Despised Icon
Beast
Nuclear Blast Records
Release Date: 22 July 2016
Review by Steve Jenkins
From the early 2000’s right up until 2010, Montreal-based deathcore monsters, Despised Icon, created some of the most extreme music to fall upon people’s ears. They took the genre of deathcore and added their own style of ferocious blast beats, guttural vocals featuring pig squeals and hardcore style chants, devastatingly HEAVY breakdowns and crushing heaviness. Nobody else could come close and they quickly become the Kings of deathcore, amongst the likes of Whitechapel, Suicide Silence, Carnifex and more.
Then in 2010, Despised Icon announced that they were disbanding so that members of the band could begin new chapters in their lives. Vocalist, Alex Erian forming his own band Obey The Brave, which took right off with two studio albums and world tours aplenty.
In 2014, the band announced that they would reunite to perform several shows across North America and Europe, which would eventually lead to the band signing to Nuclear Blast and their fifth studio album, titled Beast.
Now in 2016, their batteries are fully charged and they’re ready to take on the world with their brute force style of hardcore, mixed with signatures of technical death metal. Beast is ten tracks of undeniable brutality that is made to crush you from start to finish. A quality that Despised Icon possess unlike some bands in the genre, is the ability to make the music their own. Distinctly, all it takes is one gang-shout, one bree-bree, one riff, or one grind-blast beat to let the listener know who’s currently pounding away at their ear drums.
Beast is well crafted album that doesn’t let up and takes all the facets crucial to their sound to the extreme. Starting with The Aftermath, it’s a clear indication that they haven’t slowed down one bit. Standout tracks such as Drapeau Noir and Grind Forever showcase their technical ability with precise execution, exploding and cutting guitars accompanied by a dedicated rhythm section. The vocals of Alex and Steve combined is raw as ever and provided that wonderful contrast of hardcore and death metal when utilised as well as they do.

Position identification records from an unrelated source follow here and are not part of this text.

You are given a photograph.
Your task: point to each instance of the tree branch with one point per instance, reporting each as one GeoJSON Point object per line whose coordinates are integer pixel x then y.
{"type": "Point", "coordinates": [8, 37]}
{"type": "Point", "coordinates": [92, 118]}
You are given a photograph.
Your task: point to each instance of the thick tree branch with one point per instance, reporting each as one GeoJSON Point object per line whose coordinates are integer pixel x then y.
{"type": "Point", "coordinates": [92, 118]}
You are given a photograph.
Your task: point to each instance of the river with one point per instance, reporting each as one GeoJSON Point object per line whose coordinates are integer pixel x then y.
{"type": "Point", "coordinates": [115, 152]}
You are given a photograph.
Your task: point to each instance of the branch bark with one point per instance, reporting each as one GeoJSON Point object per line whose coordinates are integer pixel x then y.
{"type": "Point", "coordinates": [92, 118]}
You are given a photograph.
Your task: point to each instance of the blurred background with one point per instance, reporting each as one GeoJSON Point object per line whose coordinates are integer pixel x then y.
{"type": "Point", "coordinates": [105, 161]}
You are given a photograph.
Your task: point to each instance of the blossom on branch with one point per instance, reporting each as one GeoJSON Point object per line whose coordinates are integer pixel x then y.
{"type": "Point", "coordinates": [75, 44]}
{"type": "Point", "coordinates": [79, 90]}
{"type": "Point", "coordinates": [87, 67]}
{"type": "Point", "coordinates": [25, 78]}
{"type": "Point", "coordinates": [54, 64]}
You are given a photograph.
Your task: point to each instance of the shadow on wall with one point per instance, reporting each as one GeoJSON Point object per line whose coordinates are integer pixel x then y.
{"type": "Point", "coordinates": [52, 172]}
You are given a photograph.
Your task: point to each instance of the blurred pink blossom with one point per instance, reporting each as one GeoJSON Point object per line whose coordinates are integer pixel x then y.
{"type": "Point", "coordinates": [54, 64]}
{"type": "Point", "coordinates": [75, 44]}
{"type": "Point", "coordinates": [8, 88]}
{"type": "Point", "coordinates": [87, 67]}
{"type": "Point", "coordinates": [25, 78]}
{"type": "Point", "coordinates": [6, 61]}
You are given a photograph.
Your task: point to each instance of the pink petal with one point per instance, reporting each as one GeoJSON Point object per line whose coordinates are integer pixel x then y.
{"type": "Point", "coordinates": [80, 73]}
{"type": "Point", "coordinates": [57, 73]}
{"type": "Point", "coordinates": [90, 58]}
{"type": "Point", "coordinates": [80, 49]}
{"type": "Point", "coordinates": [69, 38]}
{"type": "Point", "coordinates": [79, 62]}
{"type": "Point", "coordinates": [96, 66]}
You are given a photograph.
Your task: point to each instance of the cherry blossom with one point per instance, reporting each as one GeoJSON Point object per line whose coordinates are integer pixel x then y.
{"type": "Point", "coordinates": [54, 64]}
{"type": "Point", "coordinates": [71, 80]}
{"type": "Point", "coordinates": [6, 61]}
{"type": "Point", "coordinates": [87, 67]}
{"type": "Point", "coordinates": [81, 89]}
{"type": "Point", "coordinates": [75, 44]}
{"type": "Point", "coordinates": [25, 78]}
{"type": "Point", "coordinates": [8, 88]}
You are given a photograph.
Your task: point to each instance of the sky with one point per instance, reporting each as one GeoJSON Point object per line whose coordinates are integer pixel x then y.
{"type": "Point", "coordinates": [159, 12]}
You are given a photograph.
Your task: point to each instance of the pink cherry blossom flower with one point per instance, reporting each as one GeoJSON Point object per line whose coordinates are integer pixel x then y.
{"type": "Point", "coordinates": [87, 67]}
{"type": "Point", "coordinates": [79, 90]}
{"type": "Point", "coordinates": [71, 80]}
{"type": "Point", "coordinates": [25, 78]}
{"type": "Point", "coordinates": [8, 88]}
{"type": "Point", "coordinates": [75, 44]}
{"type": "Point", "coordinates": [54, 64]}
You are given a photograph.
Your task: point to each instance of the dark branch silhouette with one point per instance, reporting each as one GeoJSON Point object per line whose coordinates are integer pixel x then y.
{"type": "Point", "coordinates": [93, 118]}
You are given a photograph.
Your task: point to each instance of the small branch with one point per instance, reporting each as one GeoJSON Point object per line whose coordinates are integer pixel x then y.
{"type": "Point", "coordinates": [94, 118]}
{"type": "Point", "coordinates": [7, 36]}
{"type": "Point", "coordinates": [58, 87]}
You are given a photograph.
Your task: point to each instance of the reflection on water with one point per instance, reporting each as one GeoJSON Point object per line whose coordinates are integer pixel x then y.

When one looks back at the catalogue of this band, there is an obvious progression in every aspect. Whether it’s guitar work, drumming, vocals, songwriting and production. The band does not re-invent their sound, nor re-invent the wheel. They evolve. This album is a well-oiled, cold, calculating machine mixed with a brutal, unrelenting predator. It will crush you, and you will enjoy it.